I attended a tour of Smithfield Market in London. I also decided to to a painting of the market when it was all over. A real ‘Cathedral of Meat’.
A limited edition print of this painting is available to buy here.
Arriving at Smithfield Market
The Market opens at 2am would you believe? This is far too early for a visit for even the most intrepid tourist, that said, we were all still mustered outside Barbican Station at 7am. I am not a morning person at all, though thankfully Peter Twist is, and got us all up and rolling in no time at all.
About Peter Twist
Peter qualified as a City of London Guide in 2012. You may recognise him from the recent ground-breaking Channel 4 show, ‘The Audience’. He is a retired Metropolitan Police Senior Officer and brings a wealth of life experience and good humour to bear upon his guided walks.
About Smithfield Market
Once on site, Peter took us over the history of the market. A livestock market occupied the site as early as the 10th century. That said, it has always a bit of a butchers yard as this was where London performed its most gruesome executions.
Here in 1305 William Wallace was Hung, Drawn and Quartered after upsetting Edward I. Wat Tyler too met his end here in an equally revolting fashion after leading the ‘peasants revolt’. You can add to the protestant martyrs and lord knows how many others.
Thankfully, public executions have long since come to an end, and the site we have here today was opened in 1868. It was designed by The City Architect, Sir Horace Jones. In true Victorian style, he saw his creation as a ‘Cathedral of Meat’, complete with its own grand avenue.
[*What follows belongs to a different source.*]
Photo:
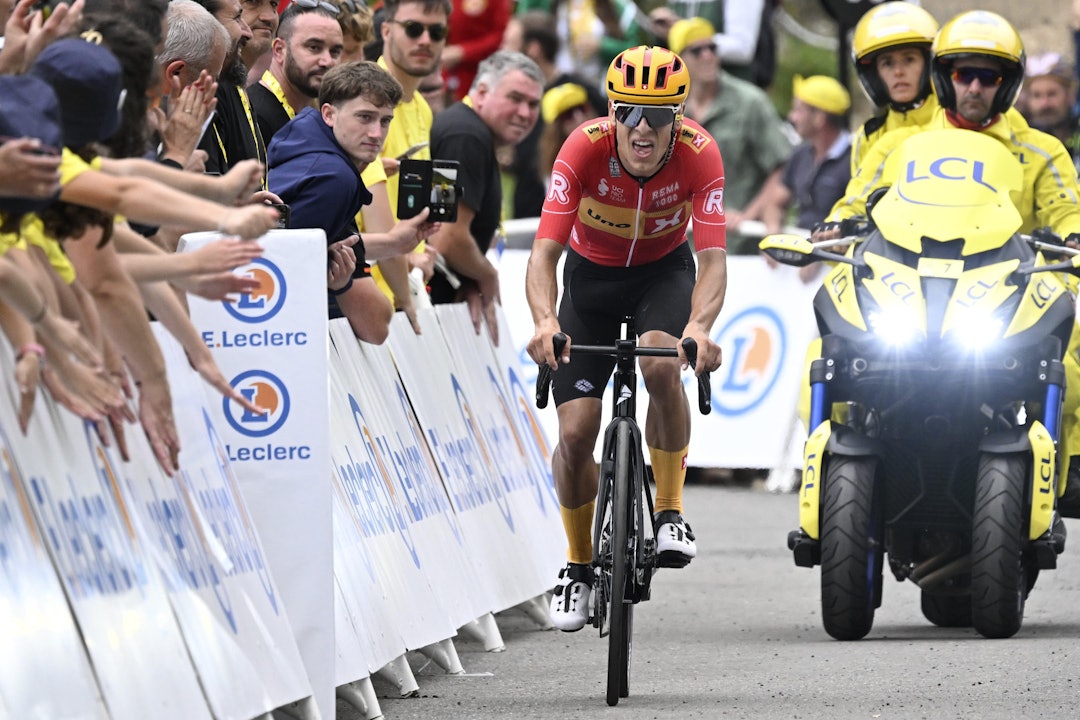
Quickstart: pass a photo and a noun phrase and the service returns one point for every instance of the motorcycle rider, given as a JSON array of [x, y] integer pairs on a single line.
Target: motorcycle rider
[[891, 52], [977, 68]]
No expense was spared over its ornamental cast iron, glass, stone and red brick features. Time has proven that form did follow function though the form is certainly impressive.
Once a the talk on the history and the outer buildings were complete, we passed through the cast giant cast iron doors into the main part of the market. These doors weigh 15 tons each though they are so well balanced that you can open them with one finger.
The painting of Smithfield Market
As Peter took us around the market, I busied myself in making written notes and drawings around the site, and inside too.
The view I finally chose was the three quarter view showing the majestic sweep of Horace Jones’ design with the towers on each corner.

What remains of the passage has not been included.